In late January 2007, Sprint advised HCC and the other carriers that it wished to engage in settlement negotiations in the Garco case. Coverage counsel for Sprint, Zurich, and CAN — but not HCC — exchanged letters regarding the parties' coverage positions. Indeed, between January 5 and July 26, 2007, HCC provided no response to Sprint's various letters. By February 2007, however, HCC internally classified Garco as a "high-severity" claim, recognized that Sprint would "vigorously contest" any no-coverage position, and even said that the likely resolution of the coverage issue was "unclear." By May 2007, HCC had a $15 million reserve and "contemplated coverage litigation," while acknowledging it would face "substantial risk" in such litigation.

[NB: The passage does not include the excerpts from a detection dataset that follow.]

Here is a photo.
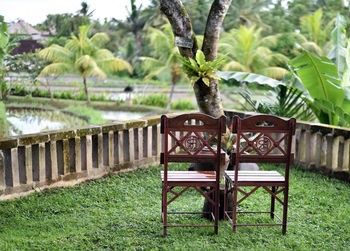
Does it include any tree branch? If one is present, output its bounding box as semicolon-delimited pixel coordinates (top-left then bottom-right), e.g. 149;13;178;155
160;0;198;58
202;0;232;61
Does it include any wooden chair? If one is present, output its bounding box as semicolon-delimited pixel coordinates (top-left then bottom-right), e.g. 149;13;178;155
161;113;226;236
225;115;296;234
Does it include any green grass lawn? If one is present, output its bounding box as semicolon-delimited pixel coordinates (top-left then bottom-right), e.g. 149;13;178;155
0;166;350;250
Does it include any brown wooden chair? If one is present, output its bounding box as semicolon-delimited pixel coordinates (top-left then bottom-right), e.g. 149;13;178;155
161;113;226;236
225;115;296;234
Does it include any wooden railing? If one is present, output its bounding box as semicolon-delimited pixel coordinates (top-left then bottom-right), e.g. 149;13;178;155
0;110;350;199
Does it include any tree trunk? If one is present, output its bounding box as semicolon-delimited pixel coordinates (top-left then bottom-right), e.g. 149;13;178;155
83;78;90;103
160;0;231;117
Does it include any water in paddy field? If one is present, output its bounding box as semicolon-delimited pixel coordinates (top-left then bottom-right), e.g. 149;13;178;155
101;111;146;121
6;109;88;136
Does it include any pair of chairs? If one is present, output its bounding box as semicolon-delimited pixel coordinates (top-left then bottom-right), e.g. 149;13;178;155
161;113;295;236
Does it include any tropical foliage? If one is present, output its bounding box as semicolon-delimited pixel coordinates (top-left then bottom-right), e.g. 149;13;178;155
181;50;224;86
300;9;333;56
289;51;350;125
39;26;132;102
140;24;182;111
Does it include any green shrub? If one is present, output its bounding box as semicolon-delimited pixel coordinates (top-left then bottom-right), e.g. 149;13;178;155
171;99;196;111
65;106;106;124
60;90;74;99
11;83;29;96
90;94;107;101
133;93;169;108
0;101;7;138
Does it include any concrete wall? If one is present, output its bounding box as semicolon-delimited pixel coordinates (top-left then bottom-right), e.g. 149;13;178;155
0;110;350;199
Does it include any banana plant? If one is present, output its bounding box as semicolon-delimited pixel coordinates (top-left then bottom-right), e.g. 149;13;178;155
218;72;314;120
181;50;224;86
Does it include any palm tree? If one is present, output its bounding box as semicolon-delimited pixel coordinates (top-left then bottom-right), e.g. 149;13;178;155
140;23;181;111
223;0;272;30
38;26;132;102
219;25;288;79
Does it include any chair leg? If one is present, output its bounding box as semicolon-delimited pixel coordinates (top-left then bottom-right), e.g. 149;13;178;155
224;177;228;220
232;185;237;233
282;186;289;234
270;186;276;219
162;185;168;237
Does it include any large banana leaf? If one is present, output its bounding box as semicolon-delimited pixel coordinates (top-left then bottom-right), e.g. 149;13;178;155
314;99;350;126
216;71;285;88
289;51;345;107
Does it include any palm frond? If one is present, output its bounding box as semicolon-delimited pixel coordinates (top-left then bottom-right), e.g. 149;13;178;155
222;61;250;72
258;66;289;80
90;32;110;48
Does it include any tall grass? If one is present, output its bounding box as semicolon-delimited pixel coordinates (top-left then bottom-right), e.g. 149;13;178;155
65;106;106;125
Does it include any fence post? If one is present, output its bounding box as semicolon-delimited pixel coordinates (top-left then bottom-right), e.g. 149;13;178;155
326;133;334;171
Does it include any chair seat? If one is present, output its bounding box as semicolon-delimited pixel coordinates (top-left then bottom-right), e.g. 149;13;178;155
225;171;285;183
160;171;216;183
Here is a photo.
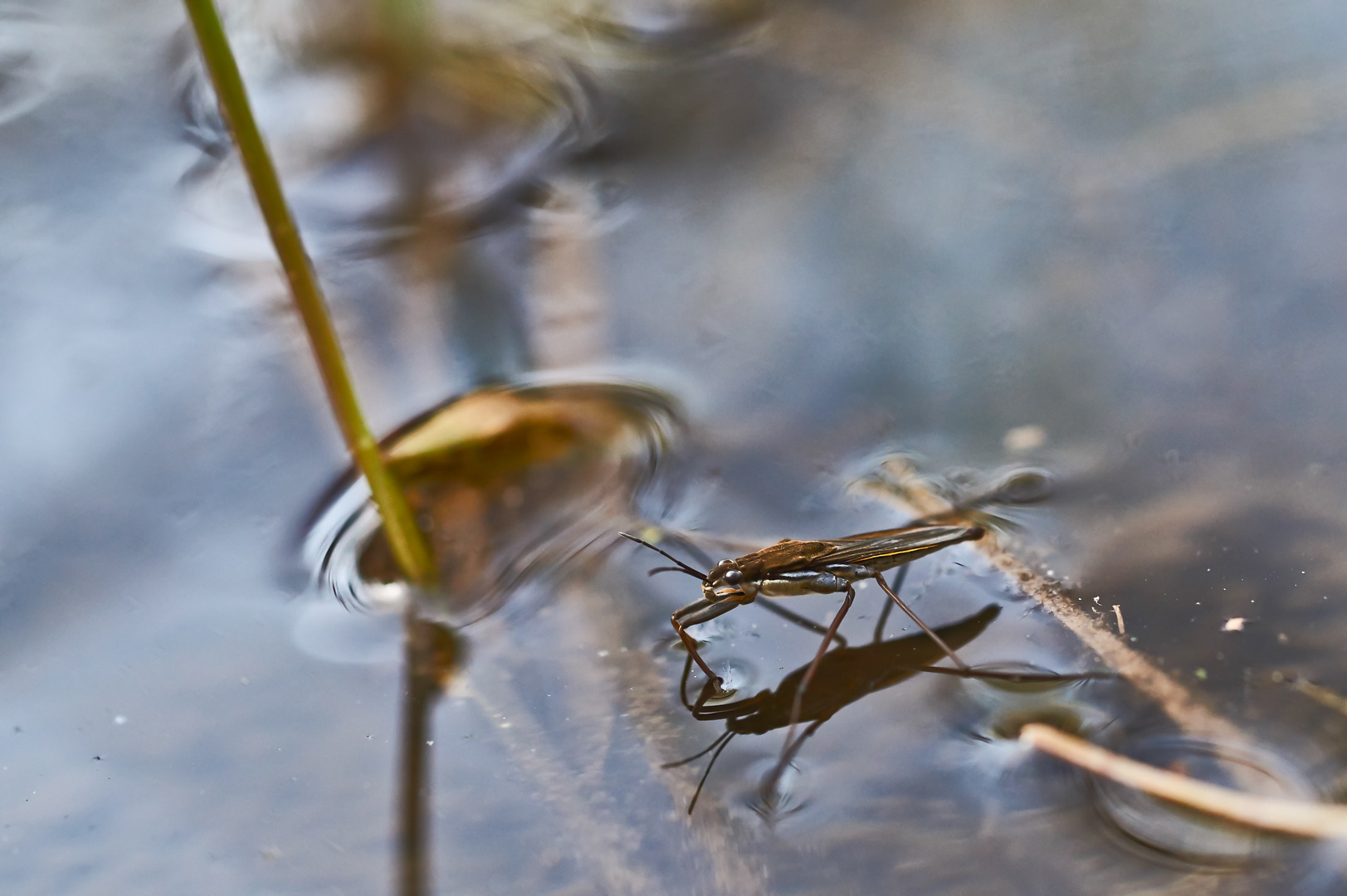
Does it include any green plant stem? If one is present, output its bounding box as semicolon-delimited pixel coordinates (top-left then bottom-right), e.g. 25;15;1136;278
183;0;437;585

Meanwhile, in March 2007, the trial court in Garco had granted the plaintiffs' motion for a jury trial, indicating that this was a "damages case." By mid-May 2007, the Garco parties agreed to participate in mediation along with its insurers. After the first two sessions ended in stalemate, retired Judge Nicholas Politan, the mediator, concluded the third session with a "mediator's proposal" that the Garco action settle for $57.5 million. TheGarco defendants indicated that they would accept this proposal subject to the insurers consenting to the settlement and agreeing to fund all but the $10 million balance remaining on the deductible. The Garco plaintiffs indicated that their commitment to the mediator's proposal was valid for one week.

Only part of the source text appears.